American Municipal Bonds (Munis) market, through which local governments raise money for public infrastructure projects, has been the envy of the world. It offered an excellent window for raising the huge resources required to fund these projects. Now it is emerging that the Munis market may have been afflicted by serious corruption and nepotism.
Federal investigators in the US appear to have uncovered possible bid-rigging, tax evasion and other wrongdoing throughout the $2.6 trillion tax-exempt municipal bond business, that may have had the effect of imposing layers of excess cost on local governments who may have paid more than what was required for raising the resources.
It is now emerging that banks and other companies that have helped state and local governments take approximately $400 billion worth of municipal notes and bonds to market each year did not engage in open competition for this lucrative business, but secretly divided it among themselves, violating the federal rules for tax-exempt bonds and making questionable payments and campaign contributions to local officials who could steer them business. The use of financial derivatives in combination with municipal bonds have made the market even more opaque.
The Munis market has suffered by way of credit rating agencies assigning lower ratings than similarly placed corporate debt issues, thereby raising the cost of capital besides forcing the issuers to take insurance policies that safeguard their bonds in the unlikely event that they fail to pay the debt. The rating agencies benefitted by evaluating both the original and the insured bonds and insurance agencies receieved handsome bond insurance premiums. A vicious cycle gets generated - credit rating agencies give cities lower ratings, necessitating insurance at higher premiums, thereby increasing the cost of capital and straining municipal finances, and ultimately lowering their credit worthiness.

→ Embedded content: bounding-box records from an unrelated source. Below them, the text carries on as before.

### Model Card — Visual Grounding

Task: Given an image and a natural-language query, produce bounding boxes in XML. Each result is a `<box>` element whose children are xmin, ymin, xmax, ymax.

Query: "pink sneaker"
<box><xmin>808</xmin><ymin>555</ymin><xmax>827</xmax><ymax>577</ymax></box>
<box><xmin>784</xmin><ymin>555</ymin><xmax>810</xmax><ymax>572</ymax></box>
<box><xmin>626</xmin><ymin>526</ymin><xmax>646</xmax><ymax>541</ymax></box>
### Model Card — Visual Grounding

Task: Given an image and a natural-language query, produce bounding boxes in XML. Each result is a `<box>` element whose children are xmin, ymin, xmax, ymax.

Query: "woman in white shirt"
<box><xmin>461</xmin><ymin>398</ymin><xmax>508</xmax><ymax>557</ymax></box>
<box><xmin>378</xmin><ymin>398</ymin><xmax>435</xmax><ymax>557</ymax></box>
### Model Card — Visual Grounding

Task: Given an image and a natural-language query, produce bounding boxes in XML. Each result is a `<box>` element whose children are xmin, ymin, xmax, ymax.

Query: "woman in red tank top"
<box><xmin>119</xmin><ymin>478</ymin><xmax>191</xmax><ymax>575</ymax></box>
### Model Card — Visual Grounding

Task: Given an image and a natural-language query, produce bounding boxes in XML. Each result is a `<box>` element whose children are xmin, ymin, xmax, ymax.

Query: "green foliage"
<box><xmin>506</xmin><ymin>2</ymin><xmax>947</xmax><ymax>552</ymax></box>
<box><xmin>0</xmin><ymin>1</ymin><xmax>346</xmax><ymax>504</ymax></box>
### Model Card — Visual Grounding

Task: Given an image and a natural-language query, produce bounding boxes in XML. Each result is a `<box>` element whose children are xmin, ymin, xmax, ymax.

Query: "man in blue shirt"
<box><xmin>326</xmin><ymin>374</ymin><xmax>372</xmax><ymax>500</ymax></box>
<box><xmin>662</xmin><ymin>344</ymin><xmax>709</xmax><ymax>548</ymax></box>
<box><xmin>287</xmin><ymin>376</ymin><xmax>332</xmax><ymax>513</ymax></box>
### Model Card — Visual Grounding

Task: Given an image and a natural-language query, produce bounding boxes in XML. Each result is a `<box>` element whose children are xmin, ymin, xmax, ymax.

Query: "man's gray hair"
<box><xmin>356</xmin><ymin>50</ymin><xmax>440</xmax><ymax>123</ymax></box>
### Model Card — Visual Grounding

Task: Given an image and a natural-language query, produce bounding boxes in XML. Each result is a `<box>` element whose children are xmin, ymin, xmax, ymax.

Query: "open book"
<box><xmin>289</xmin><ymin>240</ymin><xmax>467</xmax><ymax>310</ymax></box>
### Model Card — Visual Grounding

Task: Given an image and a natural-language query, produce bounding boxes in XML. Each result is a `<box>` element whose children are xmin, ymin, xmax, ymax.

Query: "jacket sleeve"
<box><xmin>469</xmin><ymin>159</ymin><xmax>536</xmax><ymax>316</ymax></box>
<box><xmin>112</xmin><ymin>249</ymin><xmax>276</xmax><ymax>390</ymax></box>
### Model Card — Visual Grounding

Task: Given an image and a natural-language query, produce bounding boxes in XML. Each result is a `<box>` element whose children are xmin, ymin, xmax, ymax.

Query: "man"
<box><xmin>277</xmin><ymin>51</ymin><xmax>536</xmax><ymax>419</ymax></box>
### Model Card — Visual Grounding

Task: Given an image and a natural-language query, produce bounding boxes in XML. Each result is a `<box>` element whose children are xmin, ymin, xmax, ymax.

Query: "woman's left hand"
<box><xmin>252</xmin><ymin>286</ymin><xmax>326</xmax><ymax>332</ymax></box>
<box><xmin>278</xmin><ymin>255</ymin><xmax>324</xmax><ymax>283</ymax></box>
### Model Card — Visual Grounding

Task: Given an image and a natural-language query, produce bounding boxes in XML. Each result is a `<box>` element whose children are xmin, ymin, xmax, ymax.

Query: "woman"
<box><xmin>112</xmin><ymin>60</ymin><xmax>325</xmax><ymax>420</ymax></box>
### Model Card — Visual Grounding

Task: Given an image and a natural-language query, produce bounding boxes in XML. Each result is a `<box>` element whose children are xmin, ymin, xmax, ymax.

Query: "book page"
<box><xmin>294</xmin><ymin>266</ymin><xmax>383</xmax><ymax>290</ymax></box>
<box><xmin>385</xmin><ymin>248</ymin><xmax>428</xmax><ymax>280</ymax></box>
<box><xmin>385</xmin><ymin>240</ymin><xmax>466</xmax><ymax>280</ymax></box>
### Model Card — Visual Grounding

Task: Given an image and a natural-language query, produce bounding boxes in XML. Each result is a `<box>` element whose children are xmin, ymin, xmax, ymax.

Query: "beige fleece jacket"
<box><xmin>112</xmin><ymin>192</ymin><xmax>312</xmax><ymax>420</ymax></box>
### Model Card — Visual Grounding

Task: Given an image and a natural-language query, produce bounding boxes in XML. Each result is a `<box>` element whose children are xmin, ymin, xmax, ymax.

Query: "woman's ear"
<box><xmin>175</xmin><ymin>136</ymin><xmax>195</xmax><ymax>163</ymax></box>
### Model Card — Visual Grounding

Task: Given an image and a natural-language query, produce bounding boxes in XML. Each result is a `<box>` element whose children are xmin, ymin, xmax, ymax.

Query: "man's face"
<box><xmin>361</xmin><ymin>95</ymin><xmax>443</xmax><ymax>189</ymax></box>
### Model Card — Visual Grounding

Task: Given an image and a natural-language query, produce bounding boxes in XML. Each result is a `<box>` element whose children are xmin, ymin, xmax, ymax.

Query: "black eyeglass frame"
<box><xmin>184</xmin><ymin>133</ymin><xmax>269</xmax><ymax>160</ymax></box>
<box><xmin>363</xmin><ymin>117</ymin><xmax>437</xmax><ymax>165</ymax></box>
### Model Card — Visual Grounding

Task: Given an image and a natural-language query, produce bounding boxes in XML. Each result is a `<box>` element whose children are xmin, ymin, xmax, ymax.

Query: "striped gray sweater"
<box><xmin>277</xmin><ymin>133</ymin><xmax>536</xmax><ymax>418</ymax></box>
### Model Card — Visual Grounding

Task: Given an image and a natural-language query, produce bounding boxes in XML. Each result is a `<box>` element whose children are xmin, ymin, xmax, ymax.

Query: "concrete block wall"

The use of derivatives in connection with municipal bonds has grown rapidly in the last five years. The packages are presented as money-savers to the municipalities, which may want to protect themselves against interest rate changes. Interest rate swaps, linked with the bonds, were used extensively to hedge for risks. But over the last year, as turmoil spread through the credit markets, some of the derivatives have blown up, leaving local governments stuck with unexpected costs. One of the issuing agencies, Jefferson County is now at risk of declaring what would be the biggest governmental bankruptcy in United States history.
For long, the Munis were seen as one of the safest and most attractive investments options for fund managers, including hedge funds and foreign investors, much to the surprise of everybody. Now, with all the aforementioned issues coming into the open, it is clear that Munis were exposed to the same fraudulent practices as the other parts of the financial markets.
Since households own a third of all the Munis, the Municipal Securities Rulemaking Board, which regulates the issuance and trading of Munis has called for more powers to effectively regulate the Munis market.